Sinn Fein appealed for support from Irish government ministers in parliament yesterday to save and then restore the monument, which the great-grandson of Irish patriot James Connolly said was a modest demand.
According to Breaking News, James Connolly Heron has been fighting for the restoration of the Moore Street historical site for the last 10 years, and he's appalled by plans to tear down surrounding buildings to make way for another shopping centre in an area already filled with them.
'People are waking up to the fact that we have four years until the centenary,' Connolly Heron told the press. 'We need something to show the Gathering in 2016 (the government initiative to invite Ireland's diaspora to visit the country as tourists to aid its economic redevelopment).
"Are we going to show people a monument to the rising, or are we going to show them a shopping centre that is a monument to the Celtic Tiger?' Connolly demanded.
Sinn Fein's leader Gerry Adams is a high profile supporter of the Moore Street campaign, which aims to restore the row of houses where Irish rebel leaders met for the last time. Instead of providing a site for another shopping center the plan is to turn the area into 'a cultural educational centre of excellence.'
Connolly Heron hopes that the project will not be sunk by the temptation to indulge in political point-scoring.

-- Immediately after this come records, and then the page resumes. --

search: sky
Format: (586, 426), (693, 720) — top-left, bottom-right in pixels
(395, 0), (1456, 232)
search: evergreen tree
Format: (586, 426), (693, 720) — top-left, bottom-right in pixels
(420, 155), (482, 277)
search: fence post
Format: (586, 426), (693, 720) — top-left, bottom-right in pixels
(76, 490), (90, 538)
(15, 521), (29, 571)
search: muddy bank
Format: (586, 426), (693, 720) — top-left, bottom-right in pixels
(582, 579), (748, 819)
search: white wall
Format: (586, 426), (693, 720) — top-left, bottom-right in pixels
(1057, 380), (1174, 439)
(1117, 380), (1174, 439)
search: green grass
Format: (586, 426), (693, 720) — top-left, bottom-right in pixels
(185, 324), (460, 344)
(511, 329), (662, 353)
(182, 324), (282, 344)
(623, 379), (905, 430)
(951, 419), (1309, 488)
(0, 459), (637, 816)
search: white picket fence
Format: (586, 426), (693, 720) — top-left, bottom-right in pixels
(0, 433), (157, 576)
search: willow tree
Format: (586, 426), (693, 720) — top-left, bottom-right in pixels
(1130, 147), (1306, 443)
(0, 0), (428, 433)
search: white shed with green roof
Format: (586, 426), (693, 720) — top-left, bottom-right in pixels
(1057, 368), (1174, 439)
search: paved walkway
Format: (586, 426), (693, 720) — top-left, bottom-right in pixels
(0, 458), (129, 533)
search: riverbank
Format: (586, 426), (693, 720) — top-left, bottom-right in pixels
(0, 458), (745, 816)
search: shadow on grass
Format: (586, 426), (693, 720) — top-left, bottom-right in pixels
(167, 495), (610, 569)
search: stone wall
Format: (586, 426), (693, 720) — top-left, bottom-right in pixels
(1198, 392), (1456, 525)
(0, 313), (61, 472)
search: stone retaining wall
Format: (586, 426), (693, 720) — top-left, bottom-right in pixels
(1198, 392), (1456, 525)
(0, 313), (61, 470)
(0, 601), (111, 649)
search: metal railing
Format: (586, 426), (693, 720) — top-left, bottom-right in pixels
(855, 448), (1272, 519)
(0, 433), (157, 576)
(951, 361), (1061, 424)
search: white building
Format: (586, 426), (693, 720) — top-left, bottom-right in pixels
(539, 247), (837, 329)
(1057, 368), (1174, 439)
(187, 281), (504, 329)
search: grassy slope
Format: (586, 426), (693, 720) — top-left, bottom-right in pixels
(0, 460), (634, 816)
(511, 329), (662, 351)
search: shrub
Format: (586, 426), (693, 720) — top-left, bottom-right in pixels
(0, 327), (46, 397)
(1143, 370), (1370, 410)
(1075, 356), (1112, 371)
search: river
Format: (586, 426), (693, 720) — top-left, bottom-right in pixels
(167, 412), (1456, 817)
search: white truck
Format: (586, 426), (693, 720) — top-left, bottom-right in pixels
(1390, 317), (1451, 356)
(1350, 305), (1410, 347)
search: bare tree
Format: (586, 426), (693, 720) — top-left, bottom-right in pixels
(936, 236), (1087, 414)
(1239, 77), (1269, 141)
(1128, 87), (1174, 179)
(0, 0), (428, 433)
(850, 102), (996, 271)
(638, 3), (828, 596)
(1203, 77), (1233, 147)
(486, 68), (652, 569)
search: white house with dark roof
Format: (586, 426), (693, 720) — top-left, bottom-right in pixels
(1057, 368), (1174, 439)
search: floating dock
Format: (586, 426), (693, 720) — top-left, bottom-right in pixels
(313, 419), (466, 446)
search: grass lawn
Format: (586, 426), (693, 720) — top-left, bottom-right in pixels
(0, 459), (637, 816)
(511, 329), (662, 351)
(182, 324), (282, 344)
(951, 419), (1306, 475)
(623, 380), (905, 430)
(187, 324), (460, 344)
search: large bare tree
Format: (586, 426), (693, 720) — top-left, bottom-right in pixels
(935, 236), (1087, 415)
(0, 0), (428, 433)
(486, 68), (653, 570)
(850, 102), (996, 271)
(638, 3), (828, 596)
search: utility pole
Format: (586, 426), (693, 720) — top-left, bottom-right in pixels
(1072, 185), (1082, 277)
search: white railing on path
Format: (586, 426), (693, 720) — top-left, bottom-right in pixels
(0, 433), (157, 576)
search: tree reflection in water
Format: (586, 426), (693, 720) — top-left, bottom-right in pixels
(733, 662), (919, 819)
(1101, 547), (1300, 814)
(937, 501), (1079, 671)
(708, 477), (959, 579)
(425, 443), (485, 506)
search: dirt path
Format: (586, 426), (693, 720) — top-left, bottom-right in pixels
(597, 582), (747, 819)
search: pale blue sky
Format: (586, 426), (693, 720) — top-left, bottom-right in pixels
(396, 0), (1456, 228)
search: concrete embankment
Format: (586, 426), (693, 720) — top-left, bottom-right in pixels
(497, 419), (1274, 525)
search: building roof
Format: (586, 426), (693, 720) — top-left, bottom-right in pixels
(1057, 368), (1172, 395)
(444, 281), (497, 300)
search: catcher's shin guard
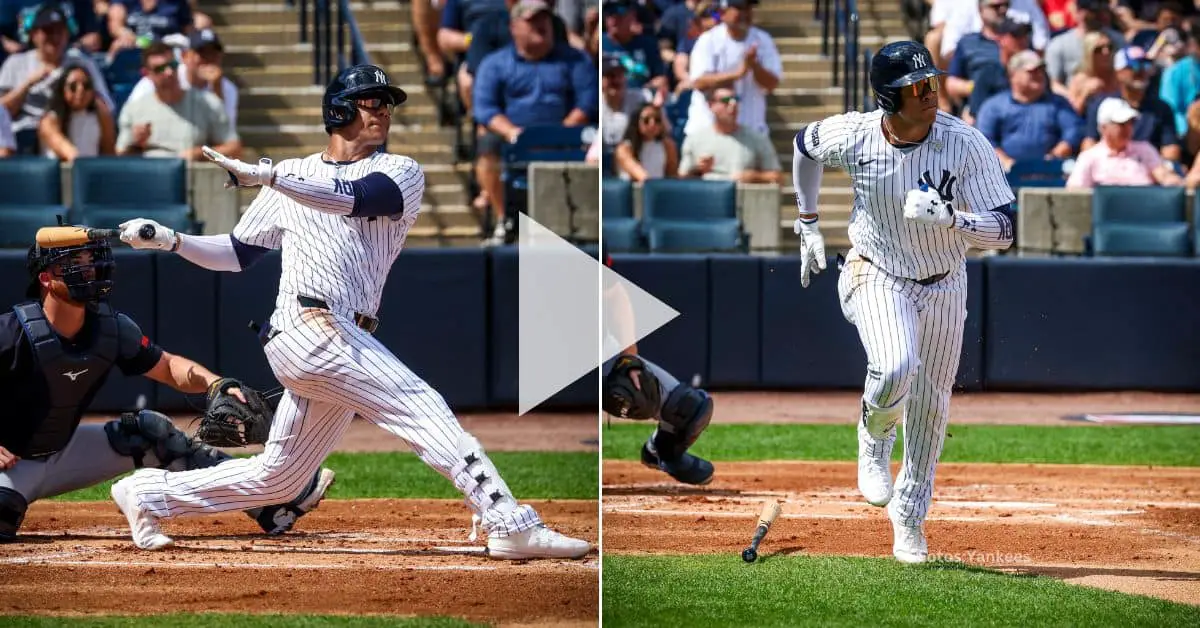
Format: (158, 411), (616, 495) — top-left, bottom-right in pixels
(450, 432), (541, 537)
(104, 409), (232, 471)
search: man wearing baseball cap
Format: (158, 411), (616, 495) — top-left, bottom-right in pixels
(128, 29), (238, 130)
(1067, 97), (1183, 189)
(976, 50), (1084, 171)
(1082, 46), (1183, 163)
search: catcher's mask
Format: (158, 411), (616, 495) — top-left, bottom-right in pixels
(25, 240), (116, 303)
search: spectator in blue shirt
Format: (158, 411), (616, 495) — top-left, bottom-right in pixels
(600, 0), (667, 91)
(1080, 47), (1183, 163)
(976, 50), (1084, 171)
(474, 0), (600, 246)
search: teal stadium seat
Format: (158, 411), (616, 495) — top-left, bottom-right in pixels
(71, 157), (196, 233)
(0, 156), (67, 249)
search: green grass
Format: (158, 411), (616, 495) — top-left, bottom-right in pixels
(0, 612), (481, 628)
(604, 556), (1200, 628)
(55, 451), (599, 501)
(600, 423), (1200, 467)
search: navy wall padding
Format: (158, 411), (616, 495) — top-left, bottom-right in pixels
(376, 249), (487, 409)
(216, 251), (281, 393)
(612, 253), (709, 384)
(704, 255), (762, 388)
(90, 247), (161, 412)
(985, 257), (1200, 391)
(150, 255), (217, 413)
(762, 257), (866, 389)
(954, 258), (988, 390)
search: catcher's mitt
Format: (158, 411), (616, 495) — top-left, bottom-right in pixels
(196, 377), (275, 447)
(602, 355), (662, 419)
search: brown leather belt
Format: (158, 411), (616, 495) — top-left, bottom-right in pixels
(858, 253), (950, 286)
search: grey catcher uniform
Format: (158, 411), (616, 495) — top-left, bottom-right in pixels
(0, 235), (332, 540)
(793, 42), (1014, 562)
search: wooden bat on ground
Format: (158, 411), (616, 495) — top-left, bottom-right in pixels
(36, 225), (155, 249)
(742, 500), (780, 563)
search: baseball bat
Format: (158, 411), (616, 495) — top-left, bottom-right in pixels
(742, 501), (780, 563)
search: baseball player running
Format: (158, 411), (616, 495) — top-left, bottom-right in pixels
(792, 41), (1013, 563)
(601, 253), (713, 485)
(0, 234), (334, 542)
(113, 65), (590, 558)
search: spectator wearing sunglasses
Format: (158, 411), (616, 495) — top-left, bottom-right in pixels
(116, 42), (241, 160)
(37, 61), (116, 163)
(1082, 47), (1183, 163)
(679, 88), (780, 184)
(613, 104), (679, 183)
(0, 5), (113, 154)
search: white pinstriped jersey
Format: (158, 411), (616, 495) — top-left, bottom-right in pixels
(796, 109), (1014, 279)
(233, 152), (425, 316)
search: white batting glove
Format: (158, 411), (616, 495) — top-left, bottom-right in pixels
(904, 185), (954, 228)
(792, 219), (826, 288)
(118, 219), (175, 251)
(200, 146), (272, 190)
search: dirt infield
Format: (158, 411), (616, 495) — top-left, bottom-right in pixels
(0, 500), (599, 626)
(604, 460), (1200, 604)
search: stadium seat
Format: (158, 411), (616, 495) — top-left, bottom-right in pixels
(71, 157), (196, 233)
(1092, 222), (1192, 257)
(648, 219), (745, 253)
(642, 179), (738, 222)
(0, 155), (62, 208)
(600, 177), (634, 220)
(0, 203), (67, 249)
(602, 215), (646, 252)
(1092, 185), (1187, 225)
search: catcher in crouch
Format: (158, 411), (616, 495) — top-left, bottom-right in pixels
(601, 253), (713, 484)
(0, 234), (334, 540)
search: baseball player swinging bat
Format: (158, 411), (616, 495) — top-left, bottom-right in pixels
(36, 225), (155, 249)
(742, 501), (780, 563)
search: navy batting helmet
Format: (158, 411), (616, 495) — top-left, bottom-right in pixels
(25, 240), (116, 303)
(320, 65), (408, 133)
(871, 41), (946, 113)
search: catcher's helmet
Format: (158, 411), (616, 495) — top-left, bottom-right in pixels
(871, 41), (946, 113)
(25, 240), (116, 303)
(320, 65), (408, 133)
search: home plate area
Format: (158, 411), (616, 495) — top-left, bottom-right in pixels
(0, 500), (599, 624)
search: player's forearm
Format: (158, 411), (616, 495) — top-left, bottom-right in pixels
(792, 142), (824, 221)
(271, 172), (404, 217)
(950, 209), (1013, 251)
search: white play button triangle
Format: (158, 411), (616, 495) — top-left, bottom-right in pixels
(517, 214), (679, 414)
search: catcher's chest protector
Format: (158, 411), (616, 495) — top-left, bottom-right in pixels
(13, 303), (118, 459)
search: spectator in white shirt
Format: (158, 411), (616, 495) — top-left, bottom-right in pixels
(684, 0), (784, 133)
(128, 29), (238, 130)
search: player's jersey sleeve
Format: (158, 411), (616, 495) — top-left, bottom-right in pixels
(383, 155), (425, 215)
(794, 112), (862, 168)
(955, 128), (1015, 214)
(116, 313), (162, 375)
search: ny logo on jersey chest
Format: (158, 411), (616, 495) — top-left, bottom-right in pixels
(917, 171), (959, 203)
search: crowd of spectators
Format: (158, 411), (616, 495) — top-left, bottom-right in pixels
(412, 0), (600, 245)
(0, 0), (241, 162)
(906, 0), (1200, 189)
(600, 0), (782, 184)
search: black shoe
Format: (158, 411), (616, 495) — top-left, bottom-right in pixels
(642, 443), (713, 486)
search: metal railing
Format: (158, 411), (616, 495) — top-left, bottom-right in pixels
(812, 0), (870, 112)
(299, 0), (371, 86)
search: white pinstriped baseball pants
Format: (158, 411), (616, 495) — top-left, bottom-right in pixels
(838, 251), (967, 526)
(126, 304), (540, 536)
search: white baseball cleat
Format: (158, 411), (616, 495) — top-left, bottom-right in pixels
(889, 518), (929, 564)
(110, 477), (175, 550)
(487, 525), (592, 561)
(858, 423), (895, 508)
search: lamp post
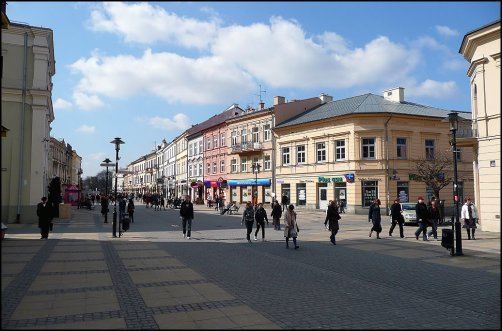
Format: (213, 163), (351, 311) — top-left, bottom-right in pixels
(100, 158), (114, 223)
(253, 163), (261, 205)
(448, 112), (464, 256)
(110, 138), (125, 238)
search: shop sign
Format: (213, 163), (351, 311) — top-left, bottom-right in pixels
(318, 176), (343, 183)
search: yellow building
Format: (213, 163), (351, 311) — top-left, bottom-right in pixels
(457, 20), (501, 232)
(273, 88), (473, 215)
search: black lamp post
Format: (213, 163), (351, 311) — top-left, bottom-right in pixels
(448, 112), (464, 256)
(110, 138), (125, 238)
(100, 158), (114, 223)
(253, 163), (261, 205)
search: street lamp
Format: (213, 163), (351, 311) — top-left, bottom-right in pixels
(448, 112), (464, 256)
(110, 138), (125, 238)
(100, 158), (114, 223)
(253, 163), (261, 205)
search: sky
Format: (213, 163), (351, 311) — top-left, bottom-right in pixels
(7, 1), (500, 178)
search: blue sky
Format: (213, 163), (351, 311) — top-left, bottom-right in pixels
(7, 2), (500, 178)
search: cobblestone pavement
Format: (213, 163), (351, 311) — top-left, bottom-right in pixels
(1, 204), (501, 329)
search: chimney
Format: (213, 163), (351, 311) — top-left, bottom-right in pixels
(274, 96), (286, 106)
(383, 87), (404, 102)
(319, 93), (333, 103)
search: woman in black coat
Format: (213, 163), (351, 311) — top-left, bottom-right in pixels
(324, 200), (341, 245)
(368, 199), (382, 239)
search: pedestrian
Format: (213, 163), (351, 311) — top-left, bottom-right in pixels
(37, 197), (52, 239)
(389, 199), (404, 238)
(254, 202), (268, 241)
(427, 199), (441, 240)
(270, 200), (282, 230)
(284, 204), (300, 249)
(241, 201), (255, 243)
(460, 198), (479, 240)
(415, 197), (429, 241)
(281, 193), (289, 211)
(180, 195), (193, 239)
(368, 199), (382, 239)
(324, 201), (341, 245)
(127, 198), (135, 223)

'That would be dishonouring the people we are trying to honour,' he explained. 'It doesn’t belong to any party, it belongs to the people. What we are asking is that what is already a designated national monument be protected, so that future generations will still remember.'
City developers want to tear down the buildings that surround the small row of two story houses that have been designated a national monument and are protected by law.
Adams said if the plans are allowed to go ahead that taxpayers would be as good as funding the vandalising of a national monument.
A motion to halt the demolition was drafted by descendants of the signatories of the 1916 Proclamation and the plan to save the monument already has the support of over 50 opposition ministers.